Last night, I recalled one specific phone call I got from a dear friend of mine during that time. We had met at an audition for a regional theatre production of “Streamers” and had a short affair that turned into a deep friendship. He lived down Bleecker Street from me on the corner of Perry and I thought of him when I saw that was Felix’s address in the film last night.

One beautiful spring day my friend called in tears to tell me that he needed me to come over but please don’t be shocked. I knew he had contracted KS and by this time this young man — one of the most handsome I’ve ever known — was a kind of monstrous version of what KS could do to you at that point. His eyes were almost completely shut with lesions and his nose was one huge one hidden under them somewhere. He told me he needed someone to help clean him and his apartment because he couldn’t. I arrived to find him lying in his own vomit and shit — as so many of us found our friends or our lovers back then, I am not special in this story at all, so many of us did this for others back then. I cleaned him up — trying not to vomit myself at the smell — and then he suddenly projectile vomited all over my legs. It looked like he had thrown up blood and I began to freak out. He started screaming at me that it was the grape juice that he couldn’t keep down and began to scream at me to get out, all his pent-up anger directed at me. I let him scream and rant as I continued to clean up the mess, wrapping my hands in towels since I didn’t have gloves, before using more towels to clean it all up.
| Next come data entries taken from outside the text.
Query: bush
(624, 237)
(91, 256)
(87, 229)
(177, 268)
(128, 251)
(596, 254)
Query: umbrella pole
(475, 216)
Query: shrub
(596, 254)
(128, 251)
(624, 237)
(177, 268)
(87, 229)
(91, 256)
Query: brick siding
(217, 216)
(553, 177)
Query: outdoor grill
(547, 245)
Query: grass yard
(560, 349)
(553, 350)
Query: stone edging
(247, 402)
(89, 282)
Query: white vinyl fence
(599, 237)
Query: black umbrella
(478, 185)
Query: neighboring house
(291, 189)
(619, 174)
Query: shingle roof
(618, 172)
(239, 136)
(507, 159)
His apartment’s curtains were drawn against the day’s beautiful spring sunlight since he said the light hurt his eyes, which were but creases there in his face between the lesions. I put him back to bed after he stopped his ranting and covered up his shivering body and walked back out into the light of the beautiful spring day. I stopped at a drugstore on another corner of Bleecker and bought a bottle of hydrogen peroxide and knelt at the corner and in a panic poured it all over my hands, hating myself for feeling such panic but doing it nonetheless.

I stopped off in Father Demo Park and sat down in the spring sunshine to gather myself. I watched all the people that day so happy and going about their lives seemingly so unaware of how many of my gay brothers were shut up in their apartments on such a beautiful day waiting for others to come and visit them and maybe clean them up where they lay in vomit and shit. I remember sitting there that day thinking the world had no idea what we are all going through, what a war we were living through and how we could not leave our brothers to suffer alone on that battlefield of decimated bodies in their loneliness even if it meant having a panic attack and pouring hydrogen peroxide on ourselves while kneeling on Bleecker Street.
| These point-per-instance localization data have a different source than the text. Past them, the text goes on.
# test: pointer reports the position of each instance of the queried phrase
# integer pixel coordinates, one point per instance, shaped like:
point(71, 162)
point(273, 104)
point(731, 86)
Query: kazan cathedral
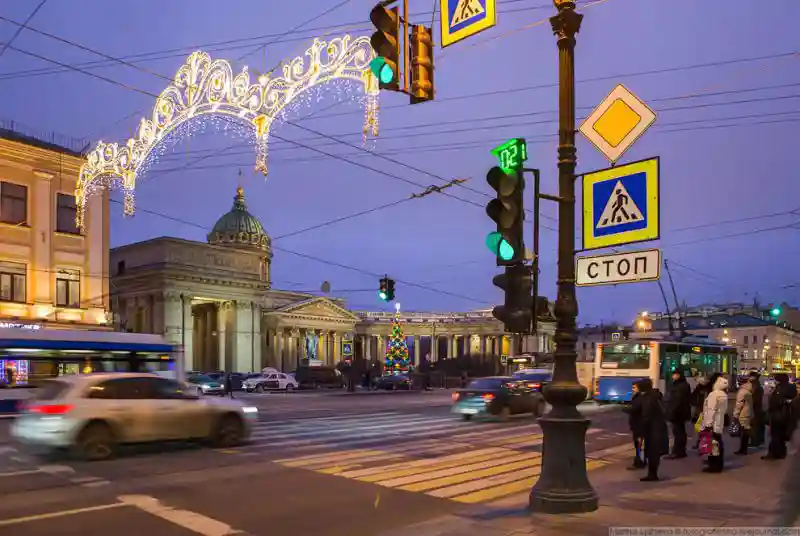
point(215, 299)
And then, sitting on that park bench, I put my head in my hands and sobbed, not caring who saw me. Sobbing in the light was as much a part of the plague years as keeping it together in the darkened apartments of friends.

That is what The Normal Heart last night did for me. It brought back up that memory, one I share with thousands of others who helped friends in just such ways over and over and over back then. We all took care of one another and didn’t ask for any appreciation for it. We did what we had to do. And now years later we have all, so many of us, locked those memories away where they too are now curtained off from the light of day in so many ways because they are so painful to revisit. But sometimes revisit them we must to remind ourselves what we all went through and to honor those who didn’t make it.

I am so grateful that this latest generation of young gay men does not have to live through such a time. And I am grateful that I have lived long enough to be grateful about that.

And I love Larry for not letting us forget.